There are no compositions by him for transverse flute that we know
of. All his flue parts are for recorder.
Did he know of the flute? - the answer is probably yes, although
references to it in England in the 17th century are rare.
The royal court under Elizabeth 1, James 1 and Charles 1 employed
both flute and recorder players. They are refered to separately in
the accounts of royal household expenses. (see Woodfill " Musicians
in English Society" pg 185, 305) In 1635 there were 7 flute players
and 5 recorder players. In 1640 both recorder and flute players are
listed, four of whom were still employed in 1642, on the eve of the
In his book "Four & twenty Fiddlers" Peter Holman says that in the
1630s qnd 40s the flute was gradually replaced by a second violin in
the broken consorts used in the theatres.
A picture by Sir Peter Lely from the late 1640s "The Consort" in the
Courtauld Gallety, London, shows a bass viol and a renaissance flute.
Then I have found no records till 1675 (Purcell being 16).
Locke's "Psyche" included parts for Flajolets, Recorders, Flutes.
1676 Bannister's Parley of Instruments included a similar list:
Flutes, Flagellets, Cornetes, Sackbutts, Hoboys, Rechords...
Note that flutes are listed as distinct from Recorders. Peter Holman
(pages 347 & 352)is of the opinion that these were the old fashioned
types especially as they were in company with cornets and Sackbutts.
Perhaps the musicians were some of the older former Waits and royal
musicians, using their now out-of-fashion instruments for a couple of
1685 Purcell was appointed "keeper, maker, repairer, mender and tuner
of all and every His Majesty's Musical Wind Instruments, that is to
say, virginalls, organs, flutes, recorders and all other kinds of
wind instruments whatsoever". in 1695 when he was succedded by Dr
Blow and Bernard Smith again both flutes and recorderes are mentioned
(Galpin Old English Instruments of Music pg 153). Thus Purcell
certainly knew of flutes, although there is the possibility that the
contract was written by a scribe copying from older documents without
knowing what was meant.
Mid 1690s - Talbot mentions a flute D'Allemagne by Bressan.

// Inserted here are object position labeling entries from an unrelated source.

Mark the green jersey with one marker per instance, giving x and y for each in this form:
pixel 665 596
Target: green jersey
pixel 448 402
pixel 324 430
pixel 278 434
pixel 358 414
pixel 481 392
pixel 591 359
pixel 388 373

1702, Eccles uses a Flute D'Almagne in his "Judgement of Paris"
1705 JB Loeillet plays flute at the Haymaket theatre
1712 Gallaird's "Calypso and Telemachus" uses a "Traverso"
1715 Pepusch "Venus and Adonis" includes a "Flute Almain". Performed
at Drury lane.
1727 Festing and Weidemann hold flute positions at the Opera House
1727-30 Woodcock's concertos published.
Thus Purcell probably knew of the old style, renaissance pattern
flute but did not use it as is was out of fashion (no good
professional players left?). The new French style "German" instrument
did not appear in London till just afer his death, and even so it was
slow to become accepted.
Can anyone fill in the gaps in the records between 1642 and 1675,
1675 and 1695? Was the flute really unplayed in England at that time?